Cabe recordar que en 2019, cuando Washington lanzó la batería de sanciones contra Venezuela, el Tesoro transfirió el control de los activos venezolanos en Estados Unidos a la oposición. La auditoría anunciada ahora es, en ese sentido, también un intento de Caracas por recuperar terreno sobre esos recursos.
El sector financiero venezolano, bajo la lupa
Pérez González aprovechó el encuentro para reivindicar la solidez del sistema financiero venezolano. "El sector financiero venezolano está sano y plenamente auditable", sostuvo.
Asimismo defendió la rigurosidad técnica de la Gerencia de Estadísticas Económicas del BCV, que describió como una unidad "al servicio de la nación" que sigue "metodologías que cumplen con los estándares internacionales".
El titular del BCV también anunció que se ha retomado el cronograma de publicación de datos económicos del país, una señal que apunta a mayor transparencia estadística tras años de opacidad en las cifras oficiales.
Brecha cambiaria: el BCV dice que cede, los datos muestran otra historia
En materia cambiaria, Pérez González aseguró que tanto el tipo de cambio oficial como el paralelo han registrado una "ralentización significativa" y que la brecha entre ambas paridades se ubica actualmente en un 29%, "como producto de una intervención más activa del BCV".
Sin embargo, los datos de mercado cuentan una historia más compleja. Según Finanzas Digital, la tasa oficial del BCV al 20 de abril se situó en 481,22 bolívares por dólar, con una variación acumulada anual de más del 61%.
Por su parte, economistas advierten que la reducción en la oferta de divisas oficiales en efectivo está presionando al alza el mercado paralelo, ya que la demanda supera ampliamente los dólares colocados en subastas.
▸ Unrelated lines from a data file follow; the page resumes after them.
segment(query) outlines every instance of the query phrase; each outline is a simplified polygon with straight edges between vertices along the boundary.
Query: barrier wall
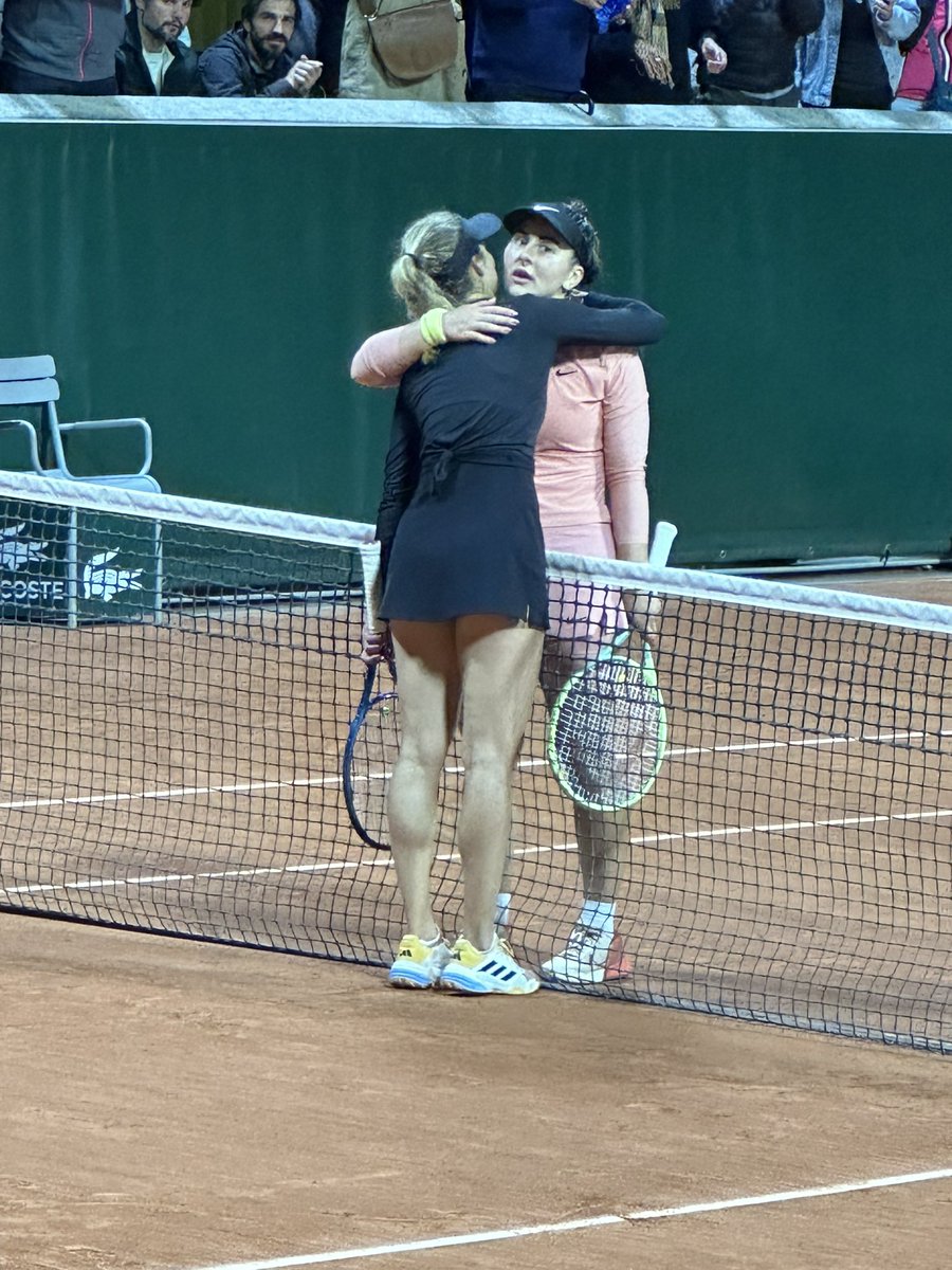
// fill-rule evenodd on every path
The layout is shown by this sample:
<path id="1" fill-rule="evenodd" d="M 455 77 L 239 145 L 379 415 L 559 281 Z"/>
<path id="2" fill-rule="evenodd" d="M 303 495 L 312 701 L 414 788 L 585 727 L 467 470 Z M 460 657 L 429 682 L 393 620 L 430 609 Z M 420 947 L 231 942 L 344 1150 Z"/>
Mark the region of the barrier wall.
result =
<path id="1" fill-rule="evenodd" d="M 371 518 L 390 400 L 348 366 L 400 229 L 571 194 L 669 319 L 675 561 L 948 554 L 942 117 L 9 98 L 0 356 L 55 354 L 63 419 L 146 415 L 166 490 Z"/>

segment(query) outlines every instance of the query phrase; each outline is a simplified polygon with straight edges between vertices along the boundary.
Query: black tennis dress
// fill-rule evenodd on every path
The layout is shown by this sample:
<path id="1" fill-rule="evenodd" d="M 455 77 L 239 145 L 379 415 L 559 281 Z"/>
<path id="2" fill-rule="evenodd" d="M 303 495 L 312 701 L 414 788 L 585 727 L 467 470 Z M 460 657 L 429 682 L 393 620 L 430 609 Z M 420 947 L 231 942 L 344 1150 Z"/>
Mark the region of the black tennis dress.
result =
<path id="1" fill-rule="evenodd" d="M 447 344 L 402 377 L 377 514 L 386 620 L 498 613 L 547 629 L 533 455 L 556 348 L 650 344 L 664 329 L 637 301 L 509 302 L 509 335 Z"/>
La afirmación del BCV sobre la reducción de la brecha cambiaria no viene acompañada de datos verificables de forma independiente, lo que dificulta su contraste.
Claves para entender el momento
La contratación de auditores externos, el levantamiento de sanciones, la reanudación de relaciones con el FMI y el Banco Mundial, y la retomada publicación de estadísticas económicas configuran un escenario inédito para Venezuela: el de un país que, tras décadas de hermetismo financiero y confrontación con Washington, intenta reconstruir su credibilidad institucional en tiempo récord.
Lo que aún no está claro es si estas medidas responden a una reforma estructural genuina o si son concesiones tácticas en el marco de una negociación política más amplia entre Caracas y Washington.
La identidad de las firmas auditoras, el alcance de su mandato, el destino de Citgo y la publicidad de los informes serán las variables que determinen si este proceso tiene sustancia o es, como tantas veces antes en Venezuela, una señal sin contenido.